Atopic Dermatitis: Nerological or Immune Problem?

New evidence supports the patient-reported sensation that «eczema is the itch that rashes,» Yosipovitch told Medscape Medical News.

The research, published in Nature and presented during the President’s Symposium at the 28th European Academy of Dermatology and Venereology Congress in Madrid, shows that neurons serving the skin directly interact with mast cells to trigger the massive histamine release associated with atopic dermatitis inflammation.

These new findings confirm a direct role for the nervous system, which is responsible for the itchiness and was already implicated in the inflammation.

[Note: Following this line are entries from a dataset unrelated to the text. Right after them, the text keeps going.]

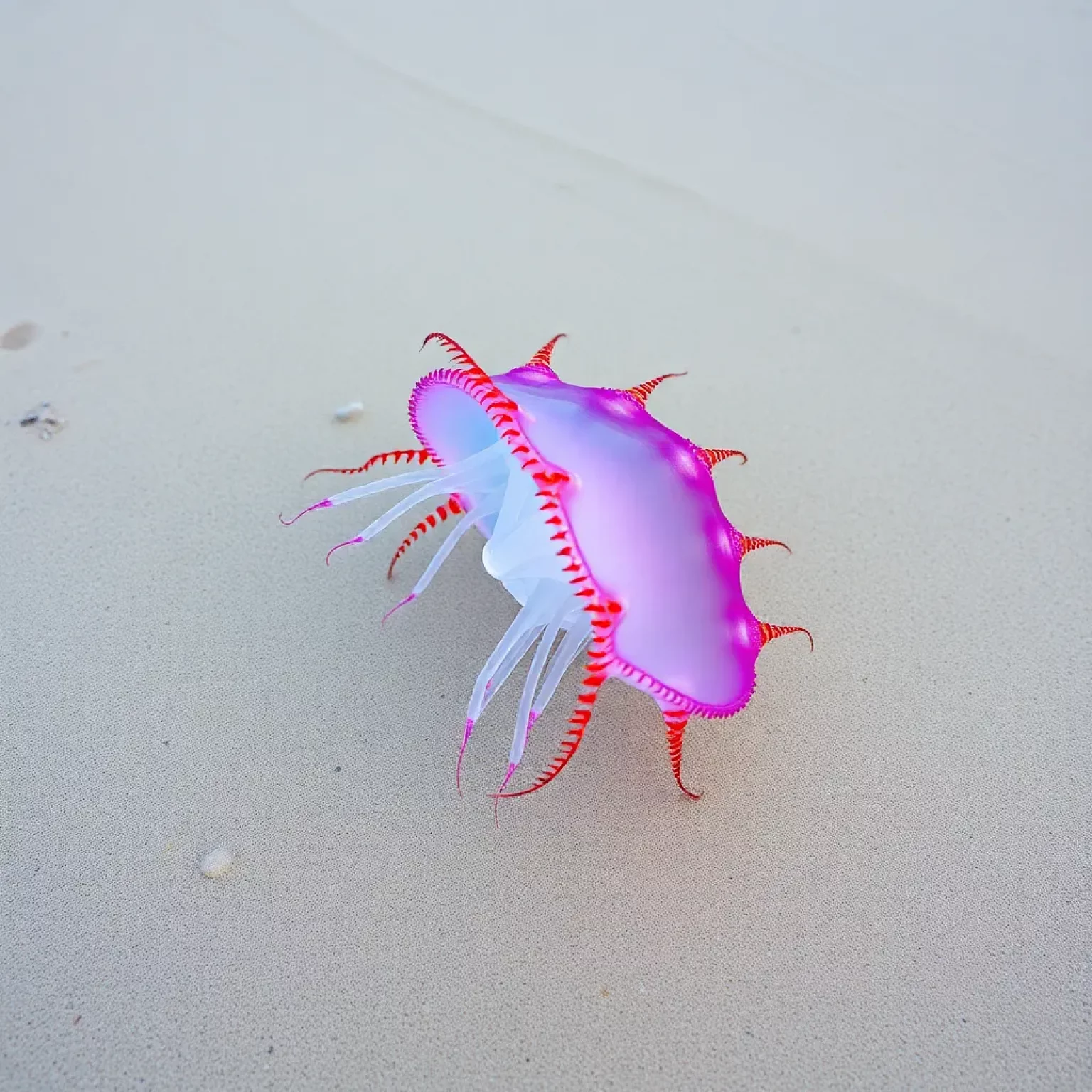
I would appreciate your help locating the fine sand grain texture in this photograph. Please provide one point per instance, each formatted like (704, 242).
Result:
(225, 223)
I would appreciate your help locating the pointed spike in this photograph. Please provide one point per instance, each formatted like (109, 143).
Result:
(713, 456)
(542, 358)
(454, 350)
(642, 391)
(747, 544)
(675, 722)
(768, 633)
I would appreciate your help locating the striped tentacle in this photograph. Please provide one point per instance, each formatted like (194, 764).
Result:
(411, 456)
(675, 722)
(450, 507)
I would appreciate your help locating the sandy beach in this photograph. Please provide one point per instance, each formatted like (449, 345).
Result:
(223, 224)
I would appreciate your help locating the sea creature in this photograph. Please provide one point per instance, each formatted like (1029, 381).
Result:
(602, 523)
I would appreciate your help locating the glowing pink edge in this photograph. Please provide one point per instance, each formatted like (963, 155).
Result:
(501, 411)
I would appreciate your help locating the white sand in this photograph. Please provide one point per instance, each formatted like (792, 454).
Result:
(240, 224)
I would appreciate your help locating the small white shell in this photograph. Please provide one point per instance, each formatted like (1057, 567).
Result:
(348, 412)
(218, 862)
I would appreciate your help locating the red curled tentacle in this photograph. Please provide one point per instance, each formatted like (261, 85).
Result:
(713, 456)
(642, 391)
(450, 507)
(454, 350)
(675, 721)
(578, 724)
(747, 544)
(542, 358)
(419, 454)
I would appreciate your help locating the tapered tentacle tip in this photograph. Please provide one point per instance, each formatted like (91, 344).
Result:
(397, 606)
(348, 542)
(499, 795)
(289, 523)
(459, 761)
(768, 633)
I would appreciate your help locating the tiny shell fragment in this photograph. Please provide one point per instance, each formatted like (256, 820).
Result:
(18, 336)
(348, 412)
(218, 862)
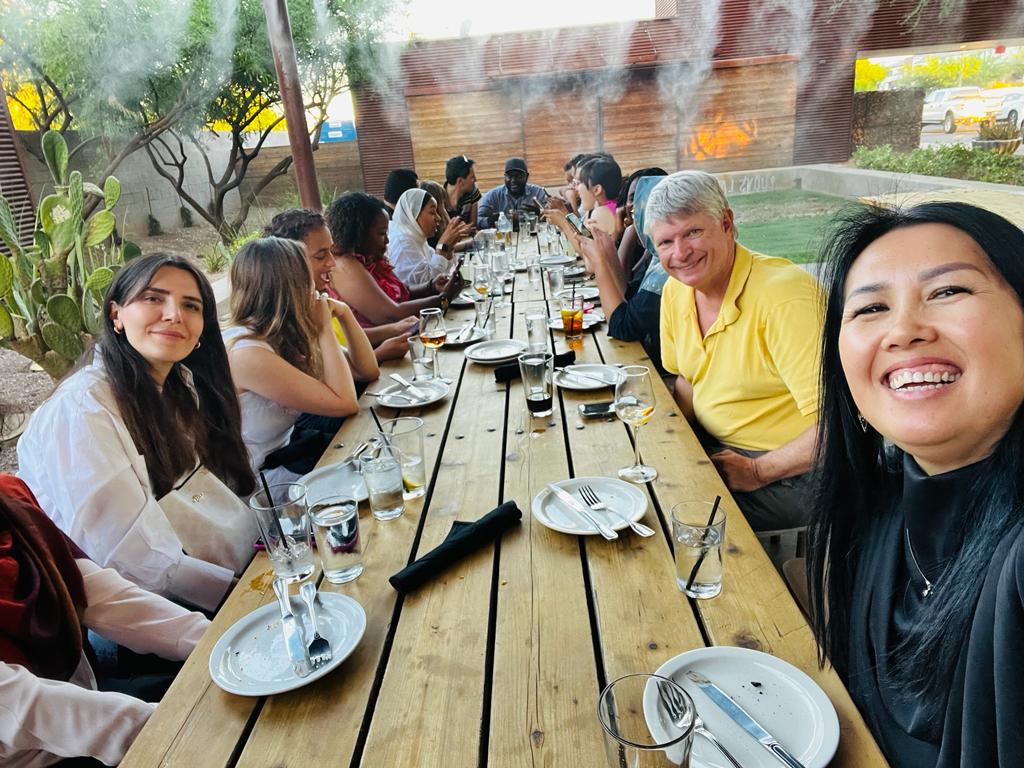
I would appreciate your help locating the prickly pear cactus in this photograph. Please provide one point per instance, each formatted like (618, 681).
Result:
(51, 292)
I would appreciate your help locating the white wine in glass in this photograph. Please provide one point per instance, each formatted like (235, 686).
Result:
(433, 334)
(635, 406)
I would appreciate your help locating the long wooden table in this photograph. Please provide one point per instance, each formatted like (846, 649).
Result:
(500, 660)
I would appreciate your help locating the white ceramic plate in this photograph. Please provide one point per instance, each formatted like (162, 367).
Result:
(474, 335)
(588, 293)
(250, 658)
(398, 396)
(589, 321)
(625, 498)
(335, 479)
(497, 350)
(784, 700)
(569, 380)
(556, 260)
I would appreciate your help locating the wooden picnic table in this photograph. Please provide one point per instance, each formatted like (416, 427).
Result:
(499, 662)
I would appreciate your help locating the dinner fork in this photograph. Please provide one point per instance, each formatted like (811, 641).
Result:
(592, 500)
(675, 707)
(320, 648)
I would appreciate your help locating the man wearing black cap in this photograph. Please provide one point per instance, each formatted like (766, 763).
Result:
(515, 195)
(460, 188)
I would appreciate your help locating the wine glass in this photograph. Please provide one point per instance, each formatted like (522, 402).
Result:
(432, 334)
(635, 404)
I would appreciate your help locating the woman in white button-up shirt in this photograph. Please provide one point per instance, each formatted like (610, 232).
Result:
(123, 430)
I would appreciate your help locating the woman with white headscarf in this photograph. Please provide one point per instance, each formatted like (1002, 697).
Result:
(414, 221)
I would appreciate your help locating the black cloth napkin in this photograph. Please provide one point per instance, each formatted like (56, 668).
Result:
(510, 371)
(464, 539)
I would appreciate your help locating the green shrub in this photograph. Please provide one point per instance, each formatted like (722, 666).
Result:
(949, 161)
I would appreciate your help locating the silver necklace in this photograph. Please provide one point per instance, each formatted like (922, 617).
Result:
(925, 593)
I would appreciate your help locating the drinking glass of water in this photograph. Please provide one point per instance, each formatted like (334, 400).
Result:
(383, 476)
(284, 526)
(635, 406)
(336, 526)
(697, 536)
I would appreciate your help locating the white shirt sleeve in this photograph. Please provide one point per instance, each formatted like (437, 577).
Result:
(43, 720)
(81, 463)
(141, 621)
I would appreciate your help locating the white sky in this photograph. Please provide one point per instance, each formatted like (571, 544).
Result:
(438, 18)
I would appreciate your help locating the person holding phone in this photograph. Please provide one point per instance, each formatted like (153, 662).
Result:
(364, 272)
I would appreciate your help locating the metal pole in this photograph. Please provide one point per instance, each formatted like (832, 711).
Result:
(279, 30)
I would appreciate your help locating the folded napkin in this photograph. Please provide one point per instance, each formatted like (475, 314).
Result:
(510, 372)
(464, 539)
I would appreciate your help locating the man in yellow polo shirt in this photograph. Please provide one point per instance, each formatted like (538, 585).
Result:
(741, 333)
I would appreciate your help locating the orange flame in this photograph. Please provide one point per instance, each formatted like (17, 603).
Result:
(725, 139)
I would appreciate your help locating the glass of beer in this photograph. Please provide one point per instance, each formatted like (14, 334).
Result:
(433, 334)
(571, 308)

«We, as a profession, have this thinking that eczema is an immune condition, and we forget that the immune system works with nerves,» Yosipovitch explained. «Ten years ago, you wouldn’t accept it because there weren’t any data.»

«Eczema Is the Itch That Rashes»

Atopic dermatitis, a form of eczema, is far more than just itching skin. The condition cycles through flares and remissions and can take over the entire body, leading to discomfort and inflammation. In fact, the root of «eczema» is a Greek word for boiling, which is an apt description of the burning inflammation and itching people experience.

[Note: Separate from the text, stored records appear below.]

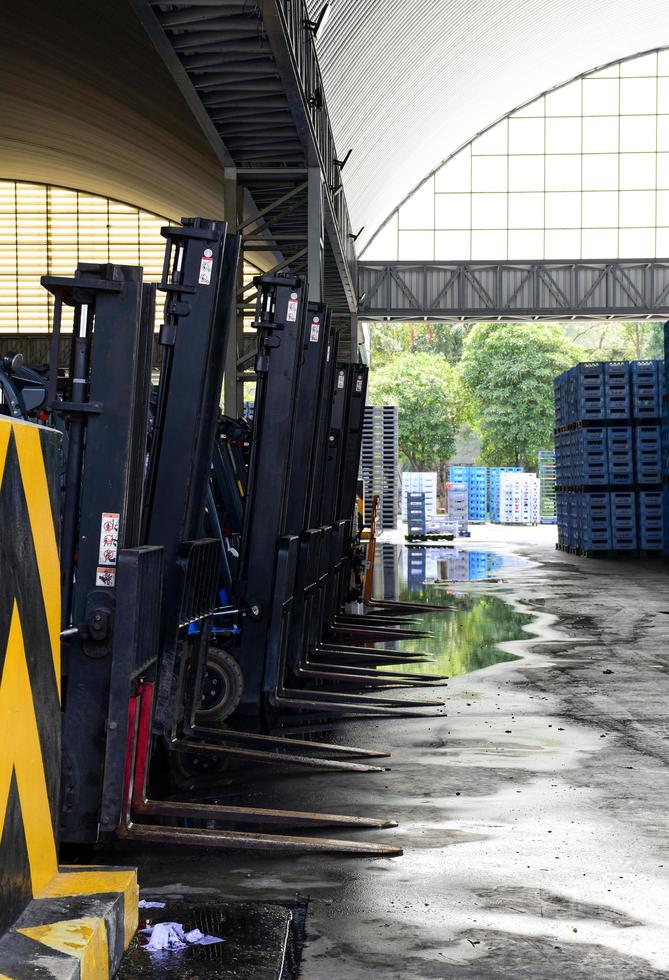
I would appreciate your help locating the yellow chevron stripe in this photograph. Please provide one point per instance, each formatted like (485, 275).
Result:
(85, 938)
(5, 429)
(99, 881)
(22, 754)
(36, 489)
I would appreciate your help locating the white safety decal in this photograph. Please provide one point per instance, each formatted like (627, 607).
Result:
(108, 551)
(206, 266)
(291, 314)
(105, 577)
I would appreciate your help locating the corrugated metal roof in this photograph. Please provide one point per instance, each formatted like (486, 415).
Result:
(408, 81)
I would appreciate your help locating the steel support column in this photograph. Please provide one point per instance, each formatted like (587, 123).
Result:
(315, 233)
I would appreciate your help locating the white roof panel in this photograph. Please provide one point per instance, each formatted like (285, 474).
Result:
(407, 83)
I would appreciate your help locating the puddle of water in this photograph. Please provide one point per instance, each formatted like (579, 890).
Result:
(466, 635)
(427, 564)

Eczema affects about one in five children, some of whom show signs of it shortly after birth. Genetic variants can increase susceptibility.

For newborns at high risk for eczema, the pre-emptive application of petroleum jelly might delay onset or limit escalation, one study suggests. However, studies on the use of cream emollients and oil baths have yielded disappointing results, as reported by Medscape Medical News.

The investigators used dust mite antigens from the skin of reactive patients to induce a reaction in mice.

The condition is so similar in mice and humans that it is difficult to distinguish samples from one another at the microscopic level, presenter Nicolas Gaudenzio, PhD, an immunologist at INSERM in Toulouse, France, told Medscape Medical News.

For their study, Gaudenzio and his colleagues used several mouse models to show that sensory neurons and immune cells work together to detect allergens related to the common dust mite.

The team pursued this research question because levels of neuropeptides — signaling molecules produced by sensory neurons called nociceptors — are elevated in people with atopic dermatitis, as are markers for mast cells.

To examine the association between neurons and mast cells, the researchers exposed mice to dust mite allergens and monitored their skin. They found that nociceptors, which transmit pain and itch messages, and mast cells do not chat with each other from a distance. Instead, they cluster together and make physical contact, with the mast cells gathering around the nociceptors like bees around a hive.

We don’t really know why some people are reacting and others are not.

We don’t really know why some people are reacting and others are not.

Although these neuron–mast cell units seem to be part of normal immune defense, not everyone reacts to ubiquitous dust mite allergens. In some people, «they can literally fire up the nerve fibers,» he pointed out, «but we don’t really know why some people are reacting and others are not. That’s a black box.»

Nociceptors and mast cells occur in other tissues that show an allergic response, the researchers explain, including the lungs, upper airways, and gut.

After his presentation, audience questions to Gaudenzio homed in on the same subject: Does this discovery mean new therapeutic possibilities for this sometimes-intractable condition?

That is not clear, Gaudenzio said, but the next steps will be to block the interaction between the sensory neuron and the mast cells to see if doing so forestalls the cascade of events that leads to the inflammation.

28th European Academy of Dermatology and Venereology (EADV) Congress. Presented October 12, 2019.